SÃO PAULO, SP (FOLHAPRESS) - **Este texto contém spoilers importantes do episódio 3 da terceira temporada de "Succession"**
Raros são os personagens de ficção recentes que deixam marca tão forte no público quanto a do milionário boca-suja à frente de um conglomerado de mídia interpretado por Brian Cox na saga familiar "Succession". Após o episódio deste domingo (9), estamos todos órfãos de Logan Roy: desconcertados como Kerry, intrigados e temerosos como Tom, perdidos como Connor.

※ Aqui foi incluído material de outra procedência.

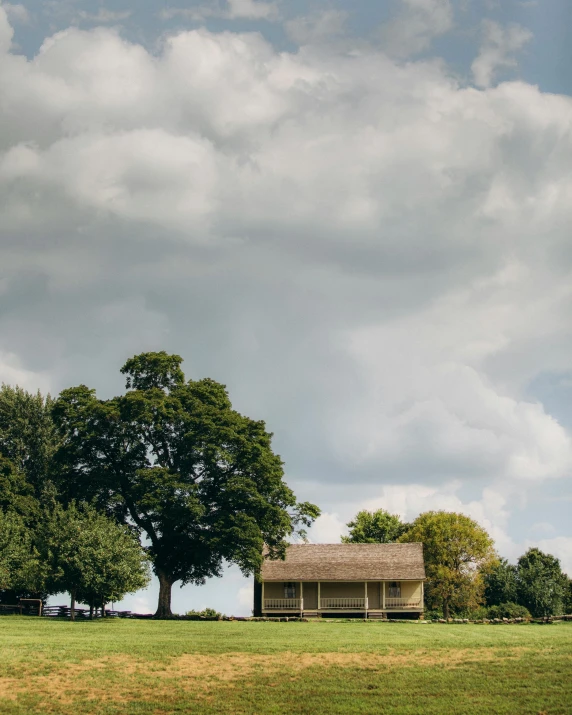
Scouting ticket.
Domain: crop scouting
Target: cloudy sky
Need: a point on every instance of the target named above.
(358, 216)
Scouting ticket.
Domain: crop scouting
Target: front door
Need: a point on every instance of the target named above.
(310, 596)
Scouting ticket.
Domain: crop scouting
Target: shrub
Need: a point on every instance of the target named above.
(433, 615)
(206, 613)
(508, 610)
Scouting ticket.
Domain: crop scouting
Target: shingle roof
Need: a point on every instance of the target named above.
(347, 562)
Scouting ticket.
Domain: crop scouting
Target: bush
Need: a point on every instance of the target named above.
(508, 610)
(206, 613)
(433, 615)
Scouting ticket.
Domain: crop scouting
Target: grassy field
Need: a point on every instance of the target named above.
(117, 666)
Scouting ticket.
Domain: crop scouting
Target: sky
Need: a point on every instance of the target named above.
(358, 217)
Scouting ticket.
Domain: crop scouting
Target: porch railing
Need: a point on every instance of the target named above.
(284, 603)
(402, 603)
(360, 603)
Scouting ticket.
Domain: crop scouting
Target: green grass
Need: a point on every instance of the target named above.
(116, 666)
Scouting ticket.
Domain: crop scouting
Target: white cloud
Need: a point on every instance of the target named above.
(245, 596)
(104, 16)
(229, 10)
(417, 24)
(12, 372)
(327, 529)
(6, 31)
(17, 13)
(350, 243)
(500, 44)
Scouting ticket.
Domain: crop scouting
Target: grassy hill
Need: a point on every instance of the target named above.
(117, 666)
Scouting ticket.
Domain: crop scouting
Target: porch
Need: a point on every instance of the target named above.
(318, 597)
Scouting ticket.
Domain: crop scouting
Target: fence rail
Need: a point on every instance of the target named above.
(402, 603)
(360, 603)
(283, 603)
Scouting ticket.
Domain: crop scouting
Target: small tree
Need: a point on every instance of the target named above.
(500, 583)
(28, 436)
(456, 549)
(568, 598)
(377, 527)
(541, 585)
(89, 555)
(18, 560)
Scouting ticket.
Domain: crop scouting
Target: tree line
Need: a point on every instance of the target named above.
(465, 575)
(167, 476)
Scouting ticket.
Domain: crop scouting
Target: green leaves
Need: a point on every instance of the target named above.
(456, 551)
(89, 555)
(541, 585)
(378, 527)
(18, 559)
(174, 459)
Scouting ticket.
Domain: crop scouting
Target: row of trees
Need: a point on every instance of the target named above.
(463, 568)
(169, 464)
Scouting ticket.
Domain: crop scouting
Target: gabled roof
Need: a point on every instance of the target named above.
(347, 562)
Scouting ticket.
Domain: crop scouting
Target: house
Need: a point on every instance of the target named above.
(377, 580)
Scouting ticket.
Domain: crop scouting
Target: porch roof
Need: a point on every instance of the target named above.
(347, 562)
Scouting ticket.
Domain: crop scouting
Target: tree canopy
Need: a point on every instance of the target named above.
(456, 549)
(18, 559)
(500, 583)
(172, 457)
(377, 527)
(28, 437)
(541, 585)
(90, 556)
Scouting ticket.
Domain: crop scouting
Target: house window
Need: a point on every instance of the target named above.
(394, 589)
(289, 590)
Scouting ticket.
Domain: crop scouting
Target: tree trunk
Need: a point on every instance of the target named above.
(164, 604)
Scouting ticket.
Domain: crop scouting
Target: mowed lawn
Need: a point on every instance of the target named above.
(120, 666)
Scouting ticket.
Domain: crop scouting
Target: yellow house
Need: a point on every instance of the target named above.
(370, 580)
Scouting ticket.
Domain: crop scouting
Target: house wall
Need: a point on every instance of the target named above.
(275, 589)
(410, 589)
(340, 589)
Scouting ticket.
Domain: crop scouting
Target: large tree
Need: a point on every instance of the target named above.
(541, 585)
(172, 457)
(456, 551)
(374, 527)
(89, 555)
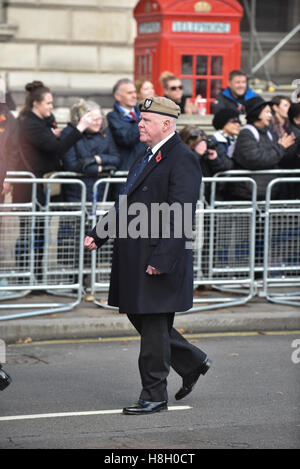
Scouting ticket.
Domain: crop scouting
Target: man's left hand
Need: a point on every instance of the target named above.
(153, 271)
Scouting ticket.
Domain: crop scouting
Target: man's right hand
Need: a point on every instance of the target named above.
(89, 243)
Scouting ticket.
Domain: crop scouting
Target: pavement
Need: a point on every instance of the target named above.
(88, 320)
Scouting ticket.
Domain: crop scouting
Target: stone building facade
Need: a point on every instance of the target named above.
(80, 48)
(74, 46)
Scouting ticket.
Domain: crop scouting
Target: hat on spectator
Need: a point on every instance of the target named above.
(223, 116)
(253, 108)
(160, 105)
(294, 111)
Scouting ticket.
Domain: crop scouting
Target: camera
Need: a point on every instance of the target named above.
(5, 379)
(211, 143)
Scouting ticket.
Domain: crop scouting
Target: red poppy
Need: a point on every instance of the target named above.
(158, 157)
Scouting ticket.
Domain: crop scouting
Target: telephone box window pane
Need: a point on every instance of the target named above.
(201, 65)
(187, 87)
(149, 64)
(139, 65)
(215, 88)
(144, 71)
(201, 88)
(187, 65)
(216, 65)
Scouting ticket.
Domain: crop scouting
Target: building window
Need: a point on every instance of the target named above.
(271, 16)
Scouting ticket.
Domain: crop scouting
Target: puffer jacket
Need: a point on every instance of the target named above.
(251, 153)
(126, 136)
(80, 158)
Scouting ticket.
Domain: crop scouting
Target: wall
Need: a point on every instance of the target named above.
(68, 44)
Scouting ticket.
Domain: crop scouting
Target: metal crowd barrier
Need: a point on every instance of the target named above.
(282, 247)
(224, 247)
(259, 263)
(37, 258)
(223, 252)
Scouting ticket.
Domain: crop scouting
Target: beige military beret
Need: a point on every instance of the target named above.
(160, 105)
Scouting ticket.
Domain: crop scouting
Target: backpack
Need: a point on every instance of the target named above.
(255, 134)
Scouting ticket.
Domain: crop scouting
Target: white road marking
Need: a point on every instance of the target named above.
(75, 414)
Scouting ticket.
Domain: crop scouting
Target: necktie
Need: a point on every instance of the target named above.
(133, 115)
(137, 171)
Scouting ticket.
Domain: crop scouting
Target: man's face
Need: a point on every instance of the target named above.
(265, 116)
(126, 96)
(151, 127)
(282, 108)
(174, 90)
(238, 85)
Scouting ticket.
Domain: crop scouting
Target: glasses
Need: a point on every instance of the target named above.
(197, 133)
(235, 120)
(174, 88)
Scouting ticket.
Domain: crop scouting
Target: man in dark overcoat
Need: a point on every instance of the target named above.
(152, 265)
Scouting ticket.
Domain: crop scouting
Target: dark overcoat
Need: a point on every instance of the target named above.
(173, 175)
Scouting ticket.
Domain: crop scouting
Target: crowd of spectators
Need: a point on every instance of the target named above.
(92, 143)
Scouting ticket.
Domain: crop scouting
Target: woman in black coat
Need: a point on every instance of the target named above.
(93, 155)
(40, 149)
(257, 148)
(40, 145)
(8, 147)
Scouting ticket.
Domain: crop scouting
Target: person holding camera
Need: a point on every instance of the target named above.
(93, 155)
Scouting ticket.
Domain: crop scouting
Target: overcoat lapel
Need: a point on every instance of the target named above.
(155, 161)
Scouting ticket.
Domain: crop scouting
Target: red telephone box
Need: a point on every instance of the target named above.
(198, 41)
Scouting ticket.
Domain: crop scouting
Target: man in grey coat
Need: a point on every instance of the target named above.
(152, 266)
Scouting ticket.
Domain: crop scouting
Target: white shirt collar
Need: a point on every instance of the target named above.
(127, 111)
(160, 144)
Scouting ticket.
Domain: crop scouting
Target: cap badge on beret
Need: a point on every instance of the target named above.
(147, 103)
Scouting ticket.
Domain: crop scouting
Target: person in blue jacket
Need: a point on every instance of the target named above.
(235, 95)
(123, 123)
(93, 155)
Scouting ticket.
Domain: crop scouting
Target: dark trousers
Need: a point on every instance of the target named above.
(162, 347)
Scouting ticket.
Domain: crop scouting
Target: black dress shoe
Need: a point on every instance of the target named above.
(189, 381)
(5, 379)
(145, 407)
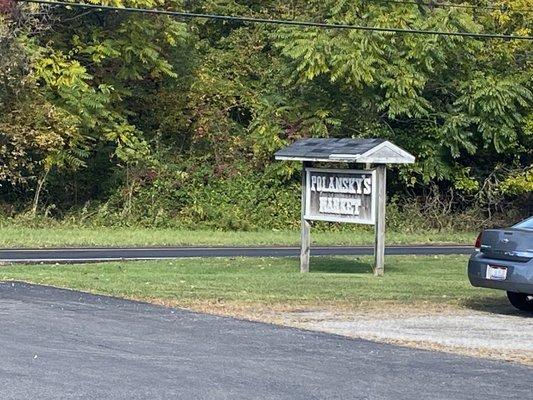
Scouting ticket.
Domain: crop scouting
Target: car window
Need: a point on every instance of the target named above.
(526, 224)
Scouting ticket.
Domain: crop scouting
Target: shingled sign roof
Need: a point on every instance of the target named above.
(374, 151)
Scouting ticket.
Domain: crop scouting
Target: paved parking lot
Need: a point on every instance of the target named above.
(59, 344)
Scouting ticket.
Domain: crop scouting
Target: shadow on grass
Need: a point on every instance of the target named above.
(494, 305)
(339, 265)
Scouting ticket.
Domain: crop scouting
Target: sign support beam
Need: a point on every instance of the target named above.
(305, 241)
(379, 247)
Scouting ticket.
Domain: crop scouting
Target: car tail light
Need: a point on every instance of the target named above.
(478, 241)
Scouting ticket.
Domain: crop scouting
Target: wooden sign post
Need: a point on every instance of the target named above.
(344, 195)
(305, 239)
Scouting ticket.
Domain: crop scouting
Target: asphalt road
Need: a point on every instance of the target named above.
(60, 344)
(154, 253)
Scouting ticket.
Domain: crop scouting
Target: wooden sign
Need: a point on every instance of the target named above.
(341, 195)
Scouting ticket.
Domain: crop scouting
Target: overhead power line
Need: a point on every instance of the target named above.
(502, 8)
(322, 25)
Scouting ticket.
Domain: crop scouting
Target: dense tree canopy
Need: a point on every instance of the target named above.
(167, 119)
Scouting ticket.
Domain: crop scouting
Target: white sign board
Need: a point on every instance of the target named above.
(341, 195)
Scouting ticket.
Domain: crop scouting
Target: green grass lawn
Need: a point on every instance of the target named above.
(57, 236)
(271, 282)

Ponto para o roteirista Jesse Armstrong, essa memória será encrustada de vez graças aos 40 minutos de angústia que passamos ao lado de Ken (Jeremy Strong), Rome (Kieran Culkin) e Shiv (Sarah Snook) tentando digerir a notícia, entregue sem nenhuma pompa ou possibilidades de ação.
Em uma série que nos apresenta roteiro e atuações de nível incomum, trata-se de uma das sequências mais geniais, esplêndida e vulgar a um tempo: jaz o magnata irascível, aquele que acabara de selar destinos alheios, entre a vida e a morte, após um mal súbito no banheiro minúsculo em pleno ar, sem nada que o ajude, nem médico, nem aparelhos, nem amor, nem bajulação, nem poder, nem conhecimento, nada.
A não ser uma triste massagem cardíaca, inócua, "porque a tripulação é obrigada a seguir o protocolo". Para uma série cujo pano de fundo é a vida dos ultrarricos à luz de certo exotismo, não deixa de ser uma ruptura e tanto.
Nós, espectadores, somos deixados no mesmo estado de abandono e incredulidade de seus filhos. Estes, mais uma vez, ficam obrigados a parar as próprias vidas sem pista do que fazer para atender ao pai, seu desejo maior. Como se, sem ele, qualquer gesto para comandar a empresa (e mesmo a empresa em si) fosse agora inútil, já que a validação paterna não pode mais ser conquistada.
É claro que em uma produção intitulada "Succession" é esperado que o patriarca morra, pois sem isso não há sucessão. Mas tão cedo?, perguntam-se fãs e comentaristas que pareciam esperar de Logan uma saída de cena digna de "Rei Lear": a morte do patriarca, sim, que afinal é pivô da trama, porém precedida pela de toda a prole.
A desordem que se põe em curso parece suficiente para segurar os sete episódios restantes, assim como o tamanho de seus coprotagonistas, os filhos. As interpretações de Strong, Culkin e Snook em seu recém-experimentado luto são assombrosas, nada menos que isso.
Ficam palpáveis em cada inspiração ofegante, cada tremer de mãos, cada palavra faltante, a ponto de nos jogarem no limbo familiar que são os Roy sem que haja pausa lógica, "mas essas pessoas não são reais", porque naquele momento elas são, e eis a grandeza dessas interpretações.
Se daqui por diante "Succession" for essa montanha-russa que foi o último episódio, nos quais os coadjuvantes (Matthew Macfadyen, Nicholas Braun, Alan Ruck e J. Smith-Cameron principalmente) também competem por nossa atenção como competiam pelas graças de Logan, e na qual o roteiro não deixa sobrar uma frase, uma cena, uau, que série teremos visto.
Para isso, era preciso que Logan/Cox saísse de cena, com sua imensidão shakespeariana, com sua sombra que a todo mundo sorve. Os herdeiros (e os espectadores) esperaram 31 episódios por este momento, e ainda assim nada nos preparou para ele. Que roteiro.